Cysts can be treated through cystoperitoneal shunt, open craniotomy for fenestration, or endoscopic fenestration. CP shunting is relatively straightforward and provides a gradual, predictable change in cyst volume and pressure dynamics.[4] An outcome-based, prospective single-institution experience demonstrated that this technique was largely successful in reducing cyst size by 95% but argued that surgeons must be attuned to the surgery’s related complications. Thus, the practicality of this option must be weighed against risk of early shunt failure, infection, and lifelong shunt failure among other morbidities.[15]

Open craniotomy for cyst fenestration allows for the avoidance of a permanent shunt; however, some express concern about its true efficacy due to cyst recurrence, especially in the younger population.[1] Craniotomy and marsupialization can also cause rapid cyst decompression, with risk for the development of subdural hygromas due to the wide surgical aperture and predisposition to CSF accumulation within the subdural space, where absorption is insufficient.[12] In addition, this strategy is more challenging in younger patients, and some surgeons argue against this strategy given the invasiveness of the technique and risk of closure of the fenestrations with cyst recurrence.

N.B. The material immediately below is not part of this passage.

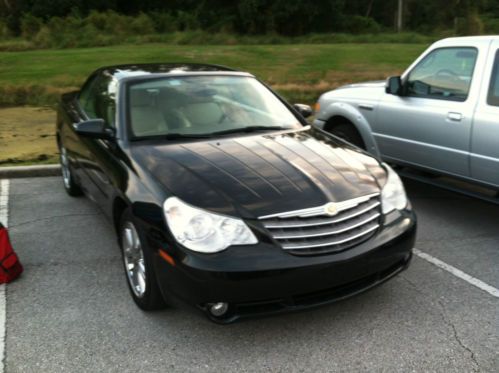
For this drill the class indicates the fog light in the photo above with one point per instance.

Neuroendoscopy, a rapidly advancing technique within the field of neurosurgery during the past two decades, has gained momentum for treatment of ACs as a sound compromise which minimizes the extent of surgery while avoiding a permanent shunt.[7] This newer approach sacrifices a larger working space for a less invasive procedure, thereby avoiding both the invasiveness of an open fenestration as well as known complications associated with CP shunting.[11] As with most techniques, endoscopy is not without pitfalls. Particularly as relates to complicated cysts, the literature describes a steep learning curve along with the need for a surgeon with ample endoscopic experience to lessen the potential for adverse outcomes. With large cysts, identifying the site for fenestration with an endoscope once inside can be complicated as the cyst wall looks similar throughout. Fenestration for deeper cysts poses a unique technical challenge, typically accomplished with the use of a rigid endoscope, where trajectory must be steadfast to surrounding neural and vascular structures.[5,7,13] When endoscopy is used, surgeons must traditionally choose either a rigid approach which allows for the use of stereotactic navigation or a flexible endoscope which allows for more flexibility in trajectory but typically precludes the use of stereotaxy. In addition, many of the favored rigid scopes for stereotactic endoscopic approaches are significantly larger in diameter than the flexible endoscope, making them less ideal for treating an infant.

Technical pearls from illustrative case

Our patient, with an extensive medical history and multiple cysts causing mass effect, required careful surgical planning. Given the presence of three cysts and need to make four fenestrations, multiple trajectories for fenestration were required. This need for multiple trajectories favored the use of the flexible endoscope. However, flexible endoscopy typically precludes the use of stereotactic navigation, which was critical in this case to identify the site to fenestrate from the larger cyst into the ventricular system. Identifying this site once inside the cyst without navigation would have been challenging and posed a significant risk if the site could not be appropriately identified. By the use of a novel combined approach of introducing a ventricular catheter stereotactically to fencepost the site of this fenestration followed by flexible endoscopy to widen this fenestration, fenestrate the two additional cysts into the larger cyst, and fenestrate the two smaller cysts into each other, the patient was able to safely be treated endoscopically through one small incision. This innovative surgical approach allowed safe, minimally invasive treatment with lasting clinical improvement.